'Charlie's Angels:' girl power reboot lacking in punch

İREM YAŞAR
ISTANBUL
Published 06.12.2019 19:56
Updated 20.12.2019 02:12
Charlie's Angels features Naomi Scott, Kristen Stewart, Ella Balinska and Elizabeth Banks, respectively.
"Charlie's Angels" features Naomi Scott, Kristen Stewart, Ella Balinska and Elizabeth Banks, respectively.

The first film adaptation of the TV series “Charlie’s Angels” hit the big screen almost 20 years ago. The film followed as three highly-skilled special agents played by Cameron Diaz, Drew Barrymore and Lucy Liu carried out the bidding of their mysterious coordinator, Charlie, and it was a mainstream hit. However, as far as I know, the only thing about the original feature that has stood the test of time is its iconic outfits, with wigs, bikinis, fancy party clothes and even a nun costume getting thrown in the mix. However, the over-the-top fight scenes and wanting special effects have meant it was clearly in line for another reboot under the directorship of Elizabeth Banks this year.

Starring Kristen Stewart, Naomi Scott and Ella Balinska, like the original, the reboot mostly sticks to the quintessential formula of blending clothing and style with ferocious fight scenes. Although the outline is the same, the new movie casts a distinctively more modern, feminist light on the story. The angels have always represented an expert, all-female fighting force of beautiful women showing bravery in the face of danger, but in this installment, they excel. The weightiness of female power is overwhelming from the very beginning. In the opening scene, “I think women can do anything,” says Sabina, played by Stewart, to some evident rich-guy character. As the flow of events throws the team on a whirlwind adventure, it constantly points to that "girl power" is the driving force for this brisk feature.

In the story, a young engineer named Elena, played by Scott, appeals for help from the angels, as she thinks some technological device that her company has invented as an eco-friendly means of generating energy can be transformed into a world-ending device or weapon if placed in the wrong hands. The film follows as Elena, joined by the angels who she will later join, battles to ensure the device stays out of harm's way.

The harmony between the three leads deserves all of the credit it can get. Stewart’s character, particularly, has some funny moments, too. However, this chemistry is not enough to make the production enjoyable over the course of the run time. As the story is super-ordinary and undoubtedly cheesy, viewers go in naturally expecting more from the action scenes. Unfortunately, it would take a more experienced action movie director to carry this out with the professionalism needed to make this reboot beyond something more than just a cliché adaptation of the original. It looks as if the necessary effort to do this just hasn't been put in. To compare, the plot of “John Wick” is quite typical, but Keanu Reeves' fight scenes and their direction make it watchable throughout.

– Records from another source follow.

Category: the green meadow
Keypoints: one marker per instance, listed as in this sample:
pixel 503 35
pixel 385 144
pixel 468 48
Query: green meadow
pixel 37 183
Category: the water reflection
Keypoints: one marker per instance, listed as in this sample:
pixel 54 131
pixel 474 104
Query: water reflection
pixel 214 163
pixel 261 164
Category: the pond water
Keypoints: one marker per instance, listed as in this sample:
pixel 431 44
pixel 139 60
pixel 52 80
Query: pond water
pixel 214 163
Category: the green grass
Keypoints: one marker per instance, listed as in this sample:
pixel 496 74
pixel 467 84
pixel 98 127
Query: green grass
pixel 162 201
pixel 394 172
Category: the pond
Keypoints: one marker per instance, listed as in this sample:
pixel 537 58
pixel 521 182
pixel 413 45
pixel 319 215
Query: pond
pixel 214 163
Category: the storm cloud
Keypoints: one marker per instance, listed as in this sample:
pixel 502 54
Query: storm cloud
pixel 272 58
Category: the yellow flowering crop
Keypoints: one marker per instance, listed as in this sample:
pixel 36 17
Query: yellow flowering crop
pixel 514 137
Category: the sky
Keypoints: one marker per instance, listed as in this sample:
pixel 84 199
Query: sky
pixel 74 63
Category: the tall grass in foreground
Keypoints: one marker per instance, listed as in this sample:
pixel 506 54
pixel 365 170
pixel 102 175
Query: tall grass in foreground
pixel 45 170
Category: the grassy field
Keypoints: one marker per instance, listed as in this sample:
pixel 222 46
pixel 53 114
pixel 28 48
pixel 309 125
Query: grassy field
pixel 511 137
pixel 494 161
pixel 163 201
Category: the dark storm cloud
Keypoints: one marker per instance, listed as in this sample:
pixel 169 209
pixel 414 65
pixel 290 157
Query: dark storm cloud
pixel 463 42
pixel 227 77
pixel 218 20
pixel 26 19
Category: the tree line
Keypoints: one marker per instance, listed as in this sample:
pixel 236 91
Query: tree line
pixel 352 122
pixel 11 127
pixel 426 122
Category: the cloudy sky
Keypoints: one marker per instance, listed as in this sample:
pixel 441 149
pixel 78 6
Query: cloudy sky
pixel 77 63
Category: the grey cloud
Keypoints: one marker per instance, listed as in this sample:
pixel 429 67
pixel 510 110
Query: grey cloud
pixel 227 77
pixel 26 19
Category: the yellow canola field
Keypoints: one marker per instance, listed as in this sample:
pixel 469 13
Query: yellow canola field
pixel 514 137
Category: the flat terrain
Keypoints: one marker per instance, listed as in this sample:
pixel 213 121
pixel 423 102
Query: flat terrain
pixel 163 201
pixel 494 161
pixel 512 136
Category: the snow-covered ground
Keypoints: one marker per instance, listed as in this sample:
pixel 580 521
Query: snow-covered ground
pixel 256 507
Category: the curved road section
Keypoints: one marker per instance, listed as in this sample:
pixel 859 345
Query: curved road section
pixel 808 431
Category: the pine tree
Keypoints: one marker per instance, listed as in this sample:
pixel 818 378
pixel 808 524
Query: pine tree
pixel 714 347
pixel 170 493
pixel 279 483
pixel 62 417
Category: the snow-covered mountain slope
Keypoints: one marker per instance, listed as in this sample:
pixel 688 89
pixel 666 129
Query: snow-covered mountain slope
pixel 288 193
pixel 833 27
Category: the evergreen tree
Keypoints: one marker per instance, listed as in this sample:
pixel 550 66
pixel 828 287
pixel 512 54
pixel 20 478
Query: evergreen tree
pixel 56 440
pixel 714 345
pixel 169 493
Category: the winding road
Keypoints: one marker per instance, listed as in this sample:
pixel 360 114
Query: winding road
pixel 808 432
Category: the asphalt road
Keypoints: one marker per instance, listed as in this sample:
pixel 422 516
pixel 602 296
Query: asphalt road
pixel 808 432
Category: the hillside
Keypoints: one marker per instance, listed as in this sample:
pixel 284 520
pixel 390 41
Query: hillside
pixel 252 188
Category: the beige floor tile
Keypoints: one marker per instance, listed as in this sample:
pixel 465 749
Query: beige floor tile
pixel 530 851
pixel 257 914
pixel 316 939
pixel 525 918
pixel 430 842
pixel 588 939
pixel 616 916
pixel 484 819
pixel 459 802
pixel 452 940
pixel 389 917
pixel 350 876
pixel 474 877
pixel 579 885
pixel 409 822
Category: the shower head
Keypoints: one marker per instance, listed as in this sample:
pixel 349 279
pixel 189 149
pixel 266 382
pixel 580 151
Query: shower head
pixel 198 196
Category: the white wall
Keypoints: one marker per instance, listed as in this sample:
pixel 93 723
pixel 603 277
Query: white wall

Interestingly, however, a key part of the movie takes place in Istanbul, the city that sits on two continents. It is truly an amazing choice for the movie and undoubtedly adds to its visual quality. Contrary to the failure of the action scenes, the stunning views of the metropolis arouse curiosity. Shots of historical places, such as the Grand Bazaar, and Hagia Sophia, and the boats sailing along the Bosporus are an instant allure.

Nonetheless, as so often happens in Western cinema, the movie is laden with Orientalist tropes in its representation of the city and its people. The agents wear headscarves as not to draw attention to themselves inside the Grand Bazaar. It would be nice, on some notes, to increase the West’s awareness of the fact that the headscarf is a matter of choice in this region. While some have a right to wear it in accordance with their Islamic beliefs, rather than as a sign of backwardness, others also have the right not to. The idea that it makes women indistinguishable from the crowd is equally problematic, and crucially, in this city, it is unfathomable that wearing the headscarf would automatically mean one avoids attracting attention.

All in all, “Charlie’s Angels” is a witless movie with bland action scenes. Even if it believes girl power is enough to carry it off, it is a form of girl power that repeats the trope that heroines who are young, powerful and diligent can achieve whatever they want. I recommend only watching to relieve some stress and enjoy some of Istanbul's breathtaking scenery.